Örneğin kendini “cool” addeden mahalle kuaförünüz birileri ona, “Burada kuzey cazı iyi gider, dur ben sana benim müziklerden bilgisayarına atayım” dediği için, günün saçma bir saatinde kendinizi Niels-Henning Osted Pedersen dinlerken bulabilirsiniz. Dahası, tırnaklarınızı törpüleyen kızın, “Ayy durun, ben müziği değiştireyim” diye yerinden fırlayıp, süratle Tarkan’a geçiş yapmasıyla, esaretiniz “şenlikli” bir ızdıraba dönüşebilir.
Sıradan bir günde çayınızı yudumlarken, sokaktan gelen “müzik” sesi, bir futbol stadından çıkan tezahürat sesine eşdeğer desibelde rahatlıkla olabilir. Niye mi? Çünkü caddenin aşağısından yukarıya doğru yükselen davul ve zurnanın sesi, deve üstünde bir gelinin, yanında yürüyen damadın, etraflarını saran zevkten dört köşe tam tekmil düğün ekibinin “neşeli gürültüsü”dür ve İstanbul’un orta yerinde develerle Beşiktaş yokuşundan çıkıp öğretmen evinde düğün yapmak çok havalıdır!
Asansörde barokla boğulmak!
Bizim coğrafyamızda asansör müziğinin yeri, yurdu ve yaptığı bambaşkadır. Çünkü her yerde çıkabilir karşınıza! Sınırı yoktur. Müzik işini çözememiş, “Karışık bir şeyler çalsın” diye kimin nereden bulup çıkardığına akıl sır erdiremediğim, niyetiyle yarattığı etki tarifsiz olan bir türdür bu… Sizi kasvetin ve boğuculuğun içine sürüklerken; klasik mi, barok mu yoksa caz mı olduğunu asla anlayamayacağınız bir müzikal yolculukta iliklerinize kadar kötü hissettirir.
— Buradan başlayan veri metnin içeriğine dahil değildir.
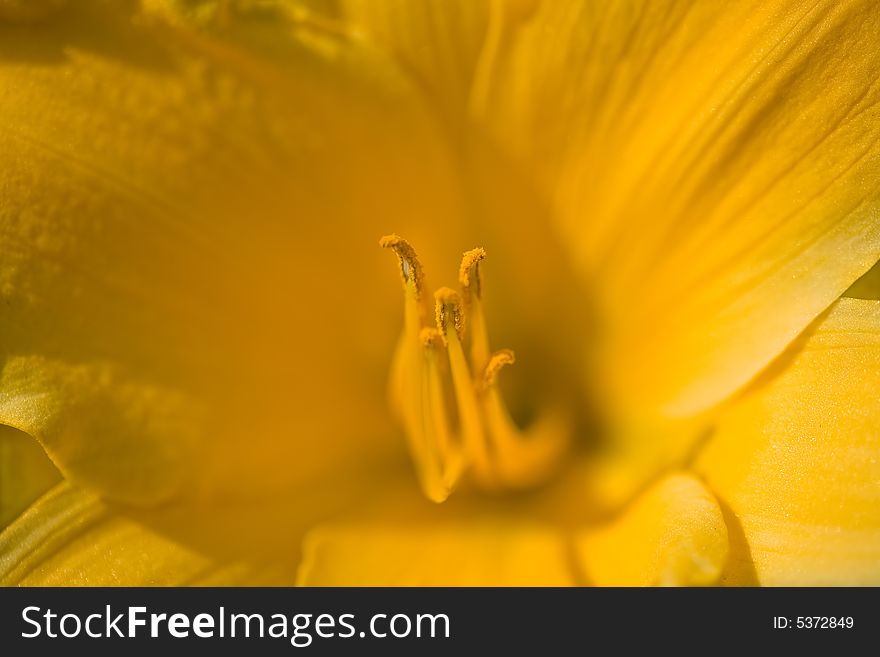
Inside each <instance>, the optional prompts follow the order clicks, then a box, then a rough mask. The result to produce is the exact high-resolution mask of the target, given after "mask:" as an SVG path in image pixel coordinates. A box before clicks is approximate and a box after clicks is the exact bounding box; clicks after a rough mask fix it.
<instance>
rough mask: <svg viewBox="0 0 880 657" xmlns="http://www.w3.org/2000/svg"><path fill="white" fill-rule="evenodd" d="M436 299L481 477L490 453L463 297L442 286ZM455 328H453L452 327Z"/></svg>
mask: <svg viewBox="0 0 880 657" xmlns="http://www.w3.org/2000/svg"><path fill="white" fill-rule="evenodd" d="M434 299H435V300H436V306H435V307H436V315H437V328H438V329H439V330H440V333H441V335H443V337H444V338H445V339H446V349H447V352H448V353H449V369H450V371H451V373H452V388H453V390H454V391H455V401H456V403H457V405H458V415H459V423H460V424H461V432H462V442H463V443H464V449H465V453H466V454H467V456H468V458H469V460H470V464H471V465H472V466H473V468H474V470H475V474H476V475H477V476H479V477H486V476H487V475H488V473H489V472H490V462H489V452H488V449H487V445H486V437H485V435H484V433H483V422H482V418H481V417H480V409H479V407H478V406H477V399H476V396H475V390H474V383H473V379H472V378H471V372H470V369H469V368H468V364H467V361H466V360H465V357H464V351H463V349H462V346H461V339H462V337H463V336H464V315H463V313H462V307H461V297H460V296H459V295H458V292H456V291H455V290H452V289H450V288H448V287H443V288H440V289H439V290H437V291H436V292H435V293H434ZM450 328H453V329H454V330H449V329H450Z"/></svg>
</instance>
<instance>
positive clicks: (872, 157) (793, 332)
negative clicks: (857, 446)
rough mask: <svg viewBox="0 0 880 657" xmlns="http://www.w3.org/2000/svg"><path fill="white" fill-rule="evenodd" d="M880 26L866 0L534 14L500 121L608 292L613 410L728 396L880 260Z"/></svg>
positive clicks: (577, 254) (674, 409) (561, 228)
mask: <svg viewBox="0 0 880 657" xmlns="http://www.w3.org/2000/svg"><path fill="white" fill-rule="evenodd" d="M548 34H552V35H553V37H552V38H548V36H547V35H548ZM878 35H880V14H878V13H877V11H876V7H875V5H874V3H873V2H870V1H869V0H846V1H842V2H841V1H839V0H822V1H820V2H813V1H806V0H805V1H803V2H799V1H794V2H791V1H781V0H780V1H773V2H767V1H765V0H754V1H751V0H744V1H739V2H732V3H711V2H710V3H692V2H681V1H679V0H661V1H660V2H654V1H653V0H652V1H648V0H632V1H623V2H608V3H594V2H584V3H574V2H548V3H545V4H544V5H543V6H542V9H541V11H539V12H538V13H537V14H536V15H535V17H534V19H533V20H532V21H531V22H530V23H529V24H528V25H527V26H526V27H523V28H522V30H520V33H519V35H518V37H517V39H516V41H515V43H514V44H513V45H512V46H511V48H510V51H509V53H508V54H507V55H506V56H505V58H504V61H505V62H506V65H505V67H504V69H503V71H502V72H500V73H499V74H498V76H497V78H496V85H495V90H494V92H493V99H494V100H493V102H492V103H491V104H490V105H489V108H488V109H487V110H486V113H485V116H484V121H485V123H486V125H488V126H490V127H491V128H493V129H494V130H495V131H496V133H497V135H498V139H499V140H500V141H502V142H504V143H505V144H507V146H508V148H509V149H511V150H512V151H513V152H516V153H517V154H518V156H519V157H520V159H521V161H522V162H523V163H525V166H527V167H529V168H530V170H532V171H533V172H534V173H535V174H536V175H537V176H538V177H539V178H540V179H542V181H543V187H544V189H545V191H546V193H547V194H548V196H550V197H551V198H552V199H553V202H554V205H555V209H556V218H557V220H558V226H559V230H560V235H561V236H562V239H563V240H564V241H565V243H566V244H567V245H568V247H569V249H570V253H571V255H572V257H573V260H574V261H575V263H576V265H577V266H578V268H579V271H580V273H581V275H582V276H583V277H584V278H585V280H587V281H589V283H590V284H591V285H592V286H593V288H594V290H595V295H594V297H593V300H594V302H595V303H596V311H597V315H598V317H599V318H600V320H601V321H602V322H603V326H601V327H600V329H601V330H602V331H603V333H604V335H603V336H601V337H602V338H603V339H602V340H599V341H597V342H596V344H597V345H598V353H599V356H600V358H601V360H602V362H603V363H604V364H605V367H604V372H605V375H606V378H605V383H606V386H607V388H606V390H607V391H608V393H609V399H608V400H607V401H606V402H605V404H606V406H607V407H609V408H612V409H614V411H616V412H617V413H618V414H621V415H623V414H629V415H632V414H634V413H635V412H637V411H638V410H639V409H643V410H642V412H643V413H646V414H649V413H651V412H652V411H656V409H660V411H661V412H662V413H663V414H665V415H670V416H682V415H689V414H692V413H695V412H697V411H700V410H701V409H704V408H706V407H709V406H712V405H714V404H716V403H717V402H719V401H720V400H722V399H724V398H725V397H727V396H728V395H729V394H731V393H732V392H733V391H734V390H736V389H738V388H740V387H741V386H743V385H744V384H746V383H747V382H748V381H749V380H750V379H751V378H752V377H753V376H754V375H755V374H756V373H757V372H758V371H759V370H760V369H761V368H763V367H764V366H765V365H766V364H767V363H768V362H769V361H770V360H772V359H773V358H774V357H775V356H776V355H778V354H779V353H780V352H781V351H782V350H783V349H784V347H785V346H786V345H787V344H788V343H789V342H790V341H791V340H792V339H794V337H795V336H796V335H797V334H798V333H799V332H800V331H801V330H802V329H803V328H804V327H805V326H807V325H808V324H809V323H810V322H811V321H812V320H813V319H815V318H816V317H817V316H818V315H819V314H820V313H821V312H822V311H823V310H824V309H825V308H827V307H828V306H829V305H830V304H831V303H832V302H833V300H834V299H836V298H837V297H839V296H840V295H841V293H842V292H843V291H844V290H846V288H847V287H848V286H849V285H850V284H851V283H852V282H853V281H854V280H856V278H858V277H859V276H860V275H861V274H863V273H864V272H865V271H866V270H868V269H869V268H870V267H871V266H872V265H873V264H874V262H876V261H877V259H878V256H880V227H878V224H877V213H878V204H880V187H878V186H877V185H876V184H874V181H875V180H876V179H877V176H878V172H880V84H878V80H880V37H878Z"/></svg>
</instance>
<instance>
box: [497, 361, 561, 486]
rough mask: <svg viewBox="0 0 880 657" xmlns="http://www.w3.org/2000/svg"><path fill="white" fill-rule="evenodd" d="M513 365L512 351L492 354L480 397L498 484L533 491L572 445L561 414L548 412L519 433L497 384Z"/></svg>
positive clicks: (558, 463) (556, 464)
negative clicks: (504, 401) (534, 423)
mask: <svg viewBox="0 0 880 657" xmlns="http://www.w3.org/2000/svg"><path fill="white" fill-rule="evenodd" d="M514 362H515V357H514V354H513V352H512V351H511V350H510V349H503V350H501V351H498V352H496V353H494V354H492V357H491V358H490V359H489V363H488V364H487V365H486V368H485V370H484V371H483V376H482V379H481V384H482V385H481V387H480V397H481V401H482V407H483V412H484V416H485V419H486V429H487V434H488V436H489V440H490V445H491V447H492V454H493V457H494V467H495V469H494V474H495V477H496V480H497V483H498V484H499V485H501V486H504V487H507V488H530V487H532V486H534V485H536V484H539V483H541V482H542V481H544V480H545V479H546V478H547V477H548V476H549V475H550V474H551V473H552V472H553V470H554V469H555V468H556V467H557V466H558V465H559V463H560V461H561V459H562V456H563V455H564V453H565V450H566V448H567V447H568V443H569V436H568V433H567V427H568V426H569V421H568V418H567V417H565V416H564V415H563V414H562V413H560V412H553V413H545V414H544V415H543V416H542V417H541V419H540V420H539V421H538V422H537V424H535V425H534V426H532V427H530V428H529V430H528V431H527V432H522V431H520V429H519V427H517V426H516V423H515V422H514V421H513V420H512V419H511V417H510V413H509V412H508V410H507V406H506V405H505V403H504V400H503V399H502V397H501V393H500V391H499V390H498V386H497V384H496V380H497V377H498V373H499V372H500V371H501V370H502V368H504V366H505V365H511V364H513V363H514Z"/></svg>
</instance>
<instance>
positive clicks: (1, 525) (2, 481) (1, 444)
mask: <svg viewBox="0 0 880 657" xmlns="http://www.w3.org/2000/svg"><path fill="white" fill-rule="evenodd" d="M60 480H61V475H60V474H59V473H58V469H57V468H56V467H55V466H54V465H53V464H52V461H50V460H49V458H48V457H47V456H46V452H44V451H43V448H42V447H40V445H39V443H37V441H35V440H34V439H33V438H31V437H30V436H28V435H26V434H24V433H22V432H21V431H16V430H15V429H13V428H12V427H6V426H3V425H0V529H2V528H3V527H5V526H6V525H8V524H9V522H10V521H11V520H13V519H14V518H16V517H17V516H18V515H19V514H20V513H21V512H22V511H24V510H25V509H26V508H27V507H28V505H29V504H30V503H31V502H33V501H34V500H35V499H37V498H38V497H39V496H40V495H42V494H43V493H45V492H46V491H47V490H49V488H51V487H52V486H54V485H55V484H57V483H58V482H59V481H60Z"/></svg>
Bir diğer lüzumsuzluk belki sizin de dikkatinizi çekmiştir: Uçaklardaki müzik. Bütün havayolu şirketleri aynı olmasa da, bazılarında kalkış ve inişlerden sonra mânâsız bir müzik girer devreye. Öyle bir müziktir ki o, yolcularına sayısız türbülans atlatıp yere kavuşturan pilotun “minik, tatlı” bir armağanı gibidir. Korkudan adrenalini tavan yapmış yolculara karaya kavuştuklarında, “İşte indik, bakın, ölmediniz” der gibi, olabilecek en sinir bozucu sakinliktedir.
Restoran ve barlarda ise esas problem müziğin ya çok ciddiye alınmasında ya da hiç ciddiye alınmamasında galiba. Ciddiye alındığı sanılan mekanlarda, çağrılan DJ’lerin ne çaldıklarından çok, sesi, bası, tizi kısan veya açan biri muamelesi görmelerinden anlıyoruz ki konu müziğin niteliğinden çok uzakta bir yerde. Tabii burada yerli ve yabancı DJ diye de ayırmak lazım ama o da başka bir yazının konusu olsun.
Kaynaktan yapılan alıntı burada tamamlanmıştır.